There are only two trained nurses and “but three or four aides” on duty to tend to 145 patients at the Red Cross Hospital. One physician, Dr. G.H. Shirley, is volunteering at the hospital and has been there day and night for a week, the Eagle reports.

The Eagle notes that the flu has reduced its editorial staff to three, only “one of which is employed in a reportorial capacity.”

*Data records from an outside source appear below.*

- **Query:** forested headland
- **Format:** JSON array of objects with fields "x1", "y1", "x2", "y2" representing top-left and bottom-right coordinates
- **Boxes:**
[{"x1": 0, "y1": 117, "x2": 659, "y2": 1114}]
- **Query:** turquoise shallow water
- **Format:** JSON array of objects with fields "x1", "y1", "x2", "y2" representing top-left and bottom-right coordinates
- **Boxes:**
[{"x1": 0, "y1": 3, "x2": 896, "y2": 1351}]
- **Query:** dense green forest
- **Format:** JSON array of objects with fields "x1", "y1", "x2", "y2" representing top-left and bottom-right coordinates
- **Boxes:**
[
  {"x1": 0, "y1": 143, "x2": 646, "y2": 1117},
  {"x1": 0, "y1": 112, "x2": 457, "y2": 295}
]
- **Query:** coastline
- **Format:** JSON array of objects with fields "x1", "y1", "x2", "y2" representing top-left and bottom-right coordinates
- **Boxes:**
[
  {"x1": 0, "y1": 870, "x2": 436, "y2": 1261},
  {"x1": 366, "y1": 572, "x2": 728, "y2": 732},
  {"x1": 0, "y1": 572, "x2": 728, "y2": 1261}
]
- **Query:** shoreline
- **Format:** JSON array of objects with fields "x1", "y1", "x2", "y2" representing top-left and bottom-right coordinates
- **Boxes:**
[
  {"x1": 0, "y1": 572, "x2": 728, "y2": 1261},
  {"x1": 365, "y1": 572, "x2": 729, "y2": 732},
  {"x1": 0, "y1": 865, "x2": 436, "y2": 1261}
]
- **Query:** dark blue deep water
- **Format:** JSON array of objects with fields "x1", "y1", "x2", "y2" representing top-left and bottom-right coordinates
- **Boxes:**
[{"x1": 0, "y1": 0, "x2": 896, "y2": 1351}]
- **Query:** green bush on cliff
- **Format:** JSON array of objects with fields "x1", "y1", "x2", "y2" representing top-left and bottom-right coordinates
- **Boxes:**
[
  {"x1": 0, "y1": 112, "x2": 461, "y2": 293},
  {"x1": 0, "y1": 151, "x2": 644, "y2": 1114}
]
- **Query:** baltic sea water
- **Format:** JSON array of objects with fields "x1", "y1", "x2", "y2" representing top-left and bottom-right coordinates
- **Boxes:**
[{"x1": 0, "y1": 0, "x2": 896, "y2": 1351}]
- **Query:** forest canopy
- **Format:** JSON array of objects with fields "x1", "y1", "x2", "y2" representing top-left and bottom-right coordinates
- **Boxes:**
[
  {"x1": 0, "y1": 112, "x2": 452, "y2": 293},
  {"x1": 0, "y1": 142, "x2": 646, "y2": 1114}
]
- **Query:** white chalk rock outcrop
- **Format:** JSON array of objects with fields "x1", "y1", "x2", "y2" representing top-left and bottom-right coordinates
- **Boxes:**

The day’s influenza report in the Eagle includes an appeal for foster homes for children whose parents are ill. “These children, having been exposed to the influenza, can not be cared for at the children’s home, because there are 50 cases of flu reported at that institution now, and Mr. Wallenstein asks that families of this city, who can, will make an effort to take at least one or two of such children into their own homes.”

The epidemic continues

October was the peak of the epidemic in Kansas, according to Judith R. Johnson’s “Kansas in the ‘Grippe’: The Spanish Influenza Epidemic of 1918,” published in the Spring 1992 issue of Kansas History.

During the last three months of 1918 and the first three months of 1919, 174,094 cases of influenza were reported in Kansas, out of a population of about 1.7 million.

Those numbers meant Kansas got off lightly compared to the U.S. as a whole. At least 25 million Americans, or a quarter of the population, contracted the disease. Johnson praises Dr. Samuel Crumbine, the secretary of the state board of health, for efforts that kept thousands of Kansans safe.

Dr. Samuel Crumbine was a public health pioneer in Kansas. Image source: Kansas State Historical Society website.

“Crumbine recognized the potential devastation of the impending epidemic, but more importantly, he drew upon his previous experiences when threats to the public health surfaced,” she wrote. “Consequently, Crumbine stressed education as a weapon to fight the flu and launched a statewide program to inform the citizens of ways to prevent the spread of influenza.”

By the end of October, social distancing measures in Kansas were paying off, and Crumbine lifted a statewide order on Nov. 2. Wichita health officials determined that local restrictions would need to remain in place for another week after that.

“According to Dr. Carter, the epidemic is on the increase, and more new cases have been reported during the past two days than at any other time since the epidemic first gained headway in the city,” the Eagle reported Nov. 1.

Later in November, when Kansas health officials started lifting restrictions, they noticed an almost immediate increase in flu cases, according to Johnson. That led to renewed closures and limits on commerce.

In early December, Wichita businessmen won a court ruling that the local health board could not shutter certain industries and activities while allowing others to continue. Health officers immediately met to write a new order that would apply uniformly, across the board. The order limited the number of people who could be in the same place at the same time.

“Clearly recognizing the necessity for restrictions, the owners complied,” Johnson wrote.

In Wichita and across Kansas, most restrictions were lifted by the start of 1919, but frequent local outbreaks continued through March, sickening and killing more people.

In spring 1919, the Kansas state health department estimated the economic cost of the epidemic at more than $100 million, or more than $1.5 billion in today’s dollars.